The four members of the JAK family of kinases have received plenty of attention due to their role in inflammation. Two drugs that inhibit these targets, tofacitinib and ruxolitinib, have been approved for rheumatoid arthritis and myelofibrosis, respectively. Psoriasis is another possible indication, but for this disease a topical drug might be useful, particularly one with low systemic bioavailability. The search for such molecules is the subject of a paper recently published in ACS Med. Chem. Lett. by Andrea Ritźen and colleagues at LEO Pharma.
The researchers screened 500 fragments at 100 µM each using surface plasmon resonance (SPR) against JAK2. Hits were then tested in a biochemical assay against JAK1; in general, there was good correlation, suggesting a (desirable) lack of selectivity between the two family members. One of the more attractive hits was compound 1, which was characterized crystallographically bound to JAK2.
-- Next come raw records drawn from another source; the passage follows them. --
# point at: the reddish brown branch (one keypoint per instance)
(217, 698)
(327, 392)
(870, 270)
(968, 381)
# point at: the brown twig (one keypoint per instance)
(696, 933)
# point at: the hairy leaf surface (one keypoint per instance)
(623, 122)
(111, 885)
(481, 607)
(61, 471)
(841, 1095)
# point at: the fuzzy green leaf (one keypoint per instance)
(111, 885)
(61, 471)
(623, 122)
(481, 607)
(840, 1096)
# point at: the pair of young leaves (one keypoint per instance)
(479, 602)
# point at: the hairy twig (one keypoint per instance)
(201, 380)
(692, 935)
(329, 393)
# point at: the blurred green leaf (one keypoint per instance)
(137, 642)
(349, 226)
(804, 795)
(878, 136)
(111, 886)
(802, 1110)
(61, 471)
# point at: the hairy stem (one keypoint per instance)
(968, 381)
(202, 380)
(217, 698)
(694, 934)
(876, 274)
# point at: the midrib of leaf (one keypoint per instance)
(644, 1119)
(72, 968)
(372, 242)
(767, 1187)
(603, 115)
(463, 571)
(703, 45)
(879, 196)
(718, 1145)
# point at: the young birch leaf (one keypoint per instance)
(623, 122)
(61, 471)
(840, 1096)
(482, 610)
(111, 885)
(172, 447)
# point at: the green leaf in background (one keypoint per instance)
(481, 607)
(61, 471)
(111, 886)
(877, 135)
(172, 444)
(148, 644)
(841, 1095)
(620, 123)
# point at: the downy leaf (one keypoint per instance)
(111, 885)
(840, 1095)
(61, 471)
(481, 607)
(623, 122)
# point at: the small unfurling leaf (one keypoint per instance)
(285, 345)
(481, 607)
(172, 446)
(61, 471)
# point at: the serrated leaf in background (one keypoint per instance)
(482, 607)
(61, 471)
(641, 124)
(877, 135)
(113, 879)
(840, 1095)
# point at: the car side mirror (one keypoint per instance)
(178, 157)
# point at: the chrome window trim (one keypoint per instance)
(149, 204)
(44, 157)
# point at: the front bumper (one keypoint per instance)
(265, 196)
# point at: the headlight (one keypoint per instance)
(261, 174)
Compound 1 is an indazole, which is often seen in kinase inhibitors binding to the so-called hinge binding site where the adenine of ATP binds. Other indazoles have previously been reported as JAK2 inhibitors. Nonetheless, the sulfonamide moiety of compound 1 provides an interesting new vector. Moreover, a search of published structures suggested that adding a phenol moiety could make additional contacts to the proteins. This led to the design and synthesis of compound 2, which showed a dramatic boost in potency as well as measurable cell activity. Further optimization led ultimately to compound 34, with low nanomolar biochemical activity and mid-nanomolar cell activity. Compound 34 was also reasonably selective in a panel of 20 kinases.
A topical drug needs to be stable in sunlight, but unfortunately compound 34 showed phototoxicity. This led to the testing of a few other compounds, revealing that even the initial fragment 1 is unstable over a period of a few hours in simulated outdoor light. Indazole itself seems reasonably stable, suggesting that perhaps adding different substituents could fix the problem.